Mama explained that that was a not very kind expression to mean a woman who had been got into trouble by a man, especially an unmarried woman who had a baby.

‘Oh,’ said Amelia. ‘I thought it meant somebody who worked in a laundry.’

‘Amelia!’ Mama said with a gasp that turned into a giggle. ‘Oh yes, I see now.’ And she explained that sometimes poor girls in trouble got taken in by the nuns who ran the
laundries
, and were given jobs to do to earn their keep.

‘Often these girls stay on and work in the laundries for the rest of their lives,’ Mama continued, ‘long after their babies have grown up. It’s a sad business. But why do you ask, Amelia? Who’s been talking to you about “fallen women”?’

‘It was Lucinda Goodbody, Mama. She keeps calling Mary Ann by that ugly name, and saying she is going to have a baby.’

‘What a nasty little mind she must have, to be sure. Where could she have got the idea that our Mary Ann was in the family way?’ Mama wondered aloud.

‘Oh, Mama!’ cried Amelia. ‘Is that what being in the family way means? I thought it just meant having a family, you know, being part of a family, like you and Papa and Edmund and Grandmama are my family. Oh Mama, I must have given Lucinda the wrong idea about Mary Ann!’ And Amelia clapped her hand over her mouth.

Mama smiled at this, but Amelia was too embarrassed at her dreadful mistake to see the humorous side of it.

‘Never mind, Amelia,’ said Mama. ‘I’m sure Mary Ann won’t ever get to hear of it. I don’t suppose she is ever likely to meet Lucinda Goodbody socially. I wonder how Mary Ann is getting on in her new position,’ she added.

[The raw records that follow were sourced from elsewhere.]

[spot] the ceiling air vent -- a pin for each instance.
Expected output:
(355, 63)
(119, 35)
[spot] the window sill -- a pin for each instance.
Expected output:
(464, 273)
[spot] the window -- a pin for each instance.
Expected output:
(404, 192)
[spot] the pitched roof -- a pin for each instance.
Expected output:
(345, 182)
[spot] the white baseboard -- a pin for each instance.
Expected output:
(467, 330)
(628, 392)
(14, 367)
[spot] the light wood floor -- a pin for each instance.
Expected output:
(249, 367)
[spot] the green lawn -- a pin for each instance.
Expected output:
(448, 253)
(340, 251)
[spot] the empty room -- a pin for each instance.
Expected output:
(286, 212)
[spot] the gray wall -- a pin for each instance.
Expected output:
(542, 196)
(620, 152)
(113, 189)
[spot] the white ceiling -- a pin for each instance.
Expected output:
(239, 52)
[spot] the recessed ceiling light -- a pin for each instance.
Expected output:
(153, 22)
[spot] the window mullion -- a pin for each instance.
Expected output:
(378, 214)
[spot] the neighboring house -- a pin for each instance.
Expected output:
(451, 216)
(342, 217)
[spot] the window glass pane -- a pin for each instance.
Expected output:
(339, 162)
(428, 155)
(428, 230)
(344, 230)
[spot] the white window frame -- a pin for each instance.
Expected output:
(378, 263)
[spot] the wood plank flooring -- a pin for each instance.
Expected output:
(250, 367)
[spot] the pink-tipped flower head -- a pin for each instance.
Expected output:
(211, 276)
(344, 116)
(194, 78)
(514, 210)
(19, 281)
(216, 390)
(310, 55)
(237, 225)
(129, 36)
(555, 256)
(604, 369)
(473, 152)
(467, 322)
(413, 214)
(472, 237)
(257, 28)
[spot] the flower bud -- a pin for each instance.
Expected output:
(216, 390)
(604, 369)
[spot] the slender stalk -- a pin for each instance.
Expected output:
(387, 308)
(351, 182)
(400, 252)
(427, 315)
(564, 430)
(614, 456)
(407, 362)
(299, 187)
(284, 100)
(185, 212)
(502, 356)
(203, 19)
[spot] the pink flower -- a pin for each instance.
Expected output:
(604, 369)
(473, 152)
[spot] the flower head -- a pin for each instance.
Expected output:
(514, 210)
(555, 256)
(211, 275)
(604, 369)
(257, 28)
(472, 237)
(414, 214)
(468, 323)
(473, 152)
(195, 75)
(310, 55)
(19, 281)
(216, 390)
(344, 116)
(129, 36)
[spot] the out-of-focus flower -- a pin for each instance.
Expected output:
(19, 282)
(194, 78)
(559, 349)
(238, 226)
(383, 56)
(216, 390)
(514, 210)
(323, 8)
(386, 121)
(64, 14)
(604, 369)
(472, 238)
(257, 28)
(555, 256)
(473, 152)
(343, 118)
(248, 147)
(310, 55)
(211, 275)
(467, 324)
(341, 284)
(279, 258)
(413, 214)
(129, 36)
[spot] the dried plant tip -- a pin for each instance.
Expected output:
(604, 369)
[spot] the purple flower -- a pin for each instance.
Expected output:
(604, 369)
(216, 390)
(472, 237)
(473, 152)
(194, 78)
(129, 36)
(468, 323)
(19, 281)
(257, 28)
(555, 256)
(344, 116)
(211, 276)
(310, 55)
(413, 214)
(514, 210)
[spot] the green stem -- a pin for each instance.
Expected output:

Amelia had been wondering whether to come clean about
the telephone call and the meeting at the Metropole and the visit to Mary Ann’s family home. She was a bit worried that Mama might not approve of what she had done. But she did want to pass on Mary Ann’s message. So now she told the story of the meeting and how Mary Ann had said they couldn’t go on meeting just now because Mary Ann had so many family responsibilities. Finally she told her about Mary Ann’s mother.

‘Poor old Mary Ann!’ said Mama. ‘And poor Amelia, too!’ she added before Amelia got a chance to pout. ‘I didn’t
realise
you had been missing Mary Ann so much. And now you’re missing her again!’

‘It’s not so bad now that I know where she is and we can send each other letters,’ said Amelia. ‘Hers are very scrawly because she has to write when she’s tired, but you can hear her laughing when you read them.’

‘I have an idea,’ said Mama. She had that gleam in her eye that she got when she saw an opportunity to do good works. ‘I’ll tell you what, Amelia, we must find out which home Mrs Maloney is in. I’ll write to Mary Ann in the morning and find out. I’m sure she would be pleased if we paid her mother a visit, and brought her some fruit or cake. And you can tell her you’ve been talking to Mary Ann recently, and that she is well. That’s the friendliest thing you could possibly do for Mary Ann, because she can’t go and visit her mother herself.’

Amelia didn’t know if she wanted to go on an errand of mercy to see a strange, dying woman, but she knew Mama wouldn’t be deflected, and she knew also that Mama was right – that
was
the best possible thing she could do for Mary Ann.

‘Why are some families so very poor, Mama?’ she asked, ‘when others are so rich?’

‘It’s not very fair, is it?’ said Mama.

‘Could it be, Mama, that poor people don’t try hard
enough and don’t look after their money well and save it? Like Mrs Kelly.’

‘Who is Mrs Kelly, Amelia?’

‘The woman who was to come and help in the kitchen on the day of my birthday party, Mama. She didn’t bother to turn up. How can she expect to get money if she doesn’t come and earn it when it is offered to her?’